The International Monetary Fund announced this past week that it expects world GDP growth to be only 2.9 percent this year. This is below the 3.2 percent in 2012, which was below the 30-year average of about 3.6 percent, and far below the one-of-the-best recent four-year periods, from 2004 to 2007, when it averaged 5.1 percent. The differences may seem small, but the rate of GDP growth determines how quickly global poverty declines and real incomes rise.
From the end of the recession in 2009, real economic growth in the United States has averaged less than 2 percent, which means that it will take around 35 years for real income to double. Contrast this performance with the last four years of President Clinton’s administration and the four years under President Reagan after the end of the 1981-82 recession, when growth averaged more than 4 percent per year. If those rates had been sustained, real incomes would have doubled in a mere 17 years. The Chinese have been doubling real incomes about every seven years because their growth rates have been ranging between 7 percent and 12 percent per year.
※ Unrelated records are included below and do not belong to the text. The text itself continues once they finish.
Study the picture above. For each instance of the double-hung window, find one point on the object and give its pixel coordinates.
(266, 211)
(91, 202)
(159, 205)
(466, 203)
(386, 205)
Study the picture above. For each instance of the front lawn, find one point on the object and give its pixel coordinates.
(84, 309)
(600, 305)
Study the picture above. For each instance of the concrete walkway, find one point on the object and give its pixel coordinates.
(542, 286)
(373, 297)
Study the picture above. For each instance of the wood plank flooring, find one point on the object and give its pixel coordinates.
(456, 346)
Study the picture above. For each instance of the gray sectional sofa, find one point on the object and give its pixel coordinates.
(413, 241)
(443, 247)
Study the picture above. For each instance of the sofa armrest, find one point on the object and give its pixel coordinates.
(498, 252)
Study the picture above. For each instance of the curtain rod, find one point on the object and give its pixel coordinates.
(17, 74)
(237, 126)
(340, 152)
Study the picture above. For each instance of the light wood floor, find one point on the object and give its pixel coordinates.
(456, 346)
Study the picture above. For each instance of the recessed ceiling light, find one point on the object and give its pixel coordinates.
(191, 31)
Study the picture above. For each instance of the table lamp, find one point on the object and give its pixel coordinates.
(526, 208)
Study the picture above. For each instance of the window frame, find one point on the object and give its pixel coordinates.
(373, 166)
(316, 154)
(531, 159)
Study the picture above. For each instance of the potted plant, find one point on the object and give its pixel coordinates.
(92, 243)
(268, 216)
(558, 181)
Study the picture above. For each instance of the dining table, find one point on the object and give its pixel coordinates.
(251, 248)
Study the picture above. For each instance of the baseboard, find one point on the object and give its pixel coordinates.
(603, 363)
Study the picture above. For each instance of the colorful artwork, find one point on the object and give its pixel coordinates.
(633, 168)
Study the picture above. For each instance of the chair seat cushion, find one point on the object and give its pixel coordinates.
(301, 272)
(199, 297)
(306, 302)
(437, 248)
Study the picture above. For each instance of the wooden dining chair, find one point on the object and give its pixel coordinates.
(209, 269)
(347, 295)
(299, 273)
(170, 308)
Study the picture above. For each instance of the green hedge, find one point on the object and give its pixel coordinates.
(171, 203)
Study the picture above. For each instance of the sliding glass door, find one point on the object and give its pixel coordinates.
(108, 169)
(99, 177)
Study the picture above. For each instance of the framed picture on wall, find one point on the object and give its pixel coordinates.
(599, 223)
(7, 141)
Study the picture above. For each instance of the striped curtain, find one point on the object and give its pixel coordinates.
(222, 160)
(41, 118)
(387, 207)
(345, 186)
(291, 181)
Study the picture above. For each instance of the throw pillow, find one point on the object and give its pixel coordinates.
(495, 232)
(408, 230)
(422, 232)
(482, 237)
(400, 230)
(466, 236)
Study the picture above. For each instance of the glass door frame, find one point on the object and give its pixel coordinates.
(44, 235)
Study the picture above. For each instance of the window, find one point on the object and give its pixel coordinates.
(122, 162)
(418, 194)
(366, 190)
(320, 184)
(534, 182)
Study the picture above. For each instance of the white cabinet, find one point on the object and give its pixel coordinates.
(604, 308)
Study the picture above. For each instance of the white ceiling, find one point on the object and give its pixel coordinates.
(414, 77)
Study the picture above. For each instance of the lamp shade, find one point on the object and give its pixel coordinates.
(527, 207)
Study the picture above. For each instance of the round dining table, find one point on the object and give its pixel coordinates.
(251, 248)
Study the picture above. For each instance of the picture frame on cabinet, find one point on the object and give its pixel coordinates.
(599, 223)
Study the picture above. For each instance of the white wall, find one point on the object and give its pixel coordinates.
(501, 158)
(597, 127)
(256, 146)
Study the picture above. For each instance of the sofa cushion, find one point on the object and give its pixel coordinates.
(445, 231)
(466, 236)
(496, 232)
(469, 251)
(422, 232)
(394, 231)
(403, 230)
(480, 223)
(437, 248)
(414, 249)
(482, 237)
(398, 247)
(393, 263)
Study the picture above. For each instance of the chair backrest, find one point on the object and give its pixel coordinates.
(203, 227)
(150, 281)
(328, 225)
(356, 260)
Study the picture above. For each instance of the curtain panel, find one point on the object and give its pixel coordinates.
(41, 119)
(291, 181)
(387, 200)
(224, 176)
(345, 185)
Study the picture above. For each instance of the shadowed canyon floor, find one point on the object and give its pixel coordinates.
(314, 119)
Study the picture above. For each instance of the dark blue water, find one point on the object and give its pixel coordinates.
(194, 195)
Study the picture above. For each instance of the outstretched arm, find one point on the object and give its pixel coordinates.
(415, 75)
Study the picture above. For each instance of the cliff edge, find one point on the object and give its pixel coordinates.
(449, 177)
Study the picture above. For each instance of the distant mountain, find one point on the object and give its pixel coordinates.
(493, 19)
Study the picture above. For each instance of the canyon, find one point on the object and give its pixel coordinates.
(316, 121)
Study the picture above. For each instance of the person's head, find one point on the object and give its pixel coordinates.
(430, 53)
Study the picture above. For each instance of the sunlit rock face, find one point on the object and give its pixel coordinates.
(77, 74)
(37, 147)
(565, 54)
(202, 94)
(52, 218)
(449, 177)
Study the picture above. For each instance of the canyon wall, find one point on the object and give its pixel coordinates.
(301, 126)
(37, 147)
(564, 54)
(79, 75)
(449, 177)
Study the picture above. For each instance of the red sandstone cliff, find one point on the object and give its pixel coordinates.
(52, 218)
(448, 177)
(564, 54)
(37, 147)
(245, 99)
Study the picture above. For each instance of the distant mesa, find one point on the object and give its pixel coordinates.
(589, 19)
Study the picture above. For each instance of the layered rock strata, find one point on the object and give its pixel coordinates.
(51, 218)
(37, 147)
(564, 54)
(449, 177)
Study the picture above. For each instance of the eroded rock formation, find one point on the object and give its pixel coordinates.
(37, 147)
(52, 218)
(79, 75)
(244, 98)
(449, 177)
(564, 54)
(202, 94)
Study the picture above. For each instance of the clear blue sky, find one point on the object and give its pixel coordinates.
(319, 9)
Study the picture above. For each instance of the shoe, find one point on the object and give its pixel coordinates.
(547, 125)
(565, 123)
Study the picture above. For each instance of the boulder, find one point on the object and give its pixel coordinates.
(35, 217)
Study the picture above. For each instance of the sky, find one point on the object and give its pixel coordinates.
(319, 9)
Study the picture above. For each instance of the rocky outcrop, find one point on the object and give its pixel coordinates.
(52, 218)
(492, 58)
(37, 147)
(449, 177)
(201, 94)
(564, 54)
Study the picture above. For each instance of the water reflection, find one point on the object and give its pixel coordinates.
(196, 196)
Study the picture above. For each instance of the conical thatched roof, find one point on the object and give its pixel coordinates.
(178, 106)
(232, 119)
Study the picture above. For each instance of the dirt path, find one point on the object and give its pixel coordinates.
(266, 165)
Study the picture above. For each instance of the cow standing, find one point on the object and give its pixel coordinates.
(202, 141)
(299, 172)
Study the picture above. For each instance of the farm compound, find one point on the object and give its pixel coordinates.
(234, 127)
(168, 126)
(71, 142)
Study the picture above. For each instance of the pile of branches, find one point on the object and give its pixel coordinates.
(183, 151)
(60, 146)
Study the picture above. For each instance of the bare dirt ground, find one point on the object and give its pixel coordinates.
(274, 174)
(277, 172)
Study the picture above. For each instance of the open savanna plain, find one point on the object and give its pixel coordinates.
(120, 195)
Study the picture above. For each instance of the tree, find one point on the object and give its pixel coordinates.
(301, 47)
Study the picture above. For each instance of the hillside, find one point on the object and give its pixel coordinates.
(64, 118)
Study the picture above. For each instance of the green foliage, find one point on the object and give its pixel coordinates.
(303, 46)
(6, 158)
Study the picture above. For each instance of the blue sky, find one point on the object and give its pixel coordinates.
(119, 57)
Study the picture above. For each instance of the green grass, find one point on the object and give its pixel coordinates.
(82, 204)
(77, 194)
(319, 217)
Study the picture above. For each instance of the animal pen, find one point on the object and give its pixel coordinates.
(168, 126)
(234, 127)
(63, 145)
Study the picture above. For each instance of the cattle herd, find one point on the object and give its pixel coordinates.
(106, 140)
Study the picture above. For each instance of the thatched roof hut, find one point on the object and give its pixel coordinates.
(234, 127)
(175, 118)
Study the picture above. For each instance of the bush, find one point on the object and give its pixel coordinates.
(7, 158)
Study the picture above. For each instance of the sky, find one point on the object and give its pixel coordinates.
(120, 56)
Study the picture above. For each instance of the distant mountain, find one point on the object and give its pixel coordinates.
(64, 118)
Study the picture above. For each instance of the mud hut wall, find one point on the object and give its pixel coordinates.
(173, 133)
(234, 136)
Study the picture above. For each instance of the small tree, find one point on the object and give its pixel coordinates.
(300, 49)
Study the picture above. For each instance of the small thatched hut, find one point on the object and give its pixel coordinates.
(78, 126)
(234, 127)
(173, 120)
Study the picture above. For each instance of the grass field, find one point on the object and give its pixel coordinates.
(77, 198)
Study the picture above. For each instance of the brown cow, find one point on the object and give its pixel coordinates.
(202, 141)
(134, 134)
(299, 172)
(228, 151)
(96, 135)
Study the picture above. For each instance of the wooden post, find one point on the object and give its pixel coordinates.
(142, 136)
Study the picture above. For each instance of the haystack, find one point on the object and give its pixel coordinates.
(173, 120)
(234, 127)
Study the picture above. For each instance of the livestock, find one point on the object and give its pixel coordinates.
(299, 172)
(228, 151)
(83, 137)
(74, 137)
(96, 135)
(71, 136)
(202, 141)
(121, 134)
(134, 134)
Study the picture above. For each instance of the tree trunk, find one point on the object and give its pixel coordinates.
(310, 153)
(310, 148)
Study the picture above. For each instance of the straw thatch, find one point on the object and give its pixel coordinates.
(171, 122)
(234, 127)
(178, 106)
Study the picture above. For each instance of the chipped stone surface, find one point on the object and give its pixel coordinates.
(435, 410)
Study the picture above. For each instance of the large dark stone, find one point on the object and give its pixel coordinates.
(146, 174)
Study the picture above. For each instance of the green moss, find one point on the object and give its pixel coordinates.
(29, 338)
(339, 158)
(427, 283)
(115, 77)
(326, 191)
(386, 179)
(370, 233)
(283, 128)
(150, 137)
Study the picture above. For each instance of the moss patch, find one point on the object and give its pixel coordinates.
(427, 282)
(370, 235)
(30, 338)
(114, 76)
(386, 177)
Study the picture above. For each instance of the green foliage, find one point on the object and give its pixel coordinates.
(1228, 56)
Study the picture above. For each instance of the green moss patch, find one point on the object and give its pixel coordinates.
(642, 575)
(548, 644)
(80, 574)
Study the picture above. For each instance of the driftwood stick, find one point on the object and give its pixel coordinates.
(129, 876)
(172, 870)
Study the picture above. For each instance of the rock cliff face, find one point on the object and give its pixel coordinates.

Global economic growth was negative in 2009 because of the almost worldwide recession. It quickly bounced back to 5.2 percent in 2010 as would be expected — but the sharp decline in the past two years is disturbing. Coming off a recession, growth rates normally are higher than average for several years, but not this time.
In America, and now in most of the rest of world, people naturally assume that they are going to live better than their parents; but until the beginning of the Industrial Revolution less than 250 years ago, this was not true for most of mankind. The only way one could expect to get richer was if someone else got poorer — and so deep was that mindset we still see the remnants in those who have socialist leanings today. It was not until the later part of the 19th century that the average European city dweller lived better than those who lived in Rome 1800 years earlier. It has only been a few decades since much of Asia has enjoyed sustained real economic growth, and less than two decades since much of Africa has been on a growth path. So, looking into the reasons for the current slowdown in economic growth is much more than an academic curiosity, because slower growth means more people with inadequate food and shelter and with lack of real opportunity.
Real global growth has declined owing to government spending growing faster than the private sector in much of the world, mounting environmental and financial regulation whose costs far exceed the benefits, and monetary policies forcing misallocation of capital in the major economies.
Almost all of the developed countries are members of the Organization for Economic Cooperation and Development (OECD), and with the exception of China, they account for most of the world’s GDP. Government expenditures as a share of GDP declined in all but three OECD countries between 1995 and 2006. This period was associated with an increase in growth in most of the developed and developing countries. After 2007, average real government spending as a percentage of real GDP rose sharply in the OECD countries; and even though it has dropped back some, it is still well above the earlier level.
Bigger government has not led to higher growth and more employment as those of the left continue to preach. In fact, just the opposite has occurred, because all too much of government spending wastes resources and discourages productive economic activity.
Extreme environmental regulation in Europe has led to a sharp increase in energy prices, causing Europeans to pay two to three times as much for electricity as Americans. High energy prices have led to lower growth, more unemployment and virtually no environmental benefit. The Obama administration, having learned nothing from the European experience, is pushing these same destructive environmental policies in the U.S. The new financial regulations spewing from the U.S. and Europe have reduced cross-border investment, thus misallocating capital from its highest and best use. Most of these regulations have not even met elementary cost-benefit tests.
The majority of the world’s currencies are tied directly or indirectly to the U.S. dollar, the euro or the Japanese yen. During the past five years, all three central banks that manage these currencies have engaged in policies that keep interest rates at artificially low levels, which become, in effect, a tax on savers. The central banks are engaged in capital allocation where governments and large businesses get cheap money, which encourages them to misspend. At the same time, small and entrepreneurial businesses, which are major job creators, are starved for capital.
The reasons for the global economic slowdown are not hard to understand, and the solutions are obvious. The tragedy of our time is that most of the global political leaders have a narrow and short-term outlook, where they seek to maximize their own power at the expense of the governed. The solution to that problem is not so obvious.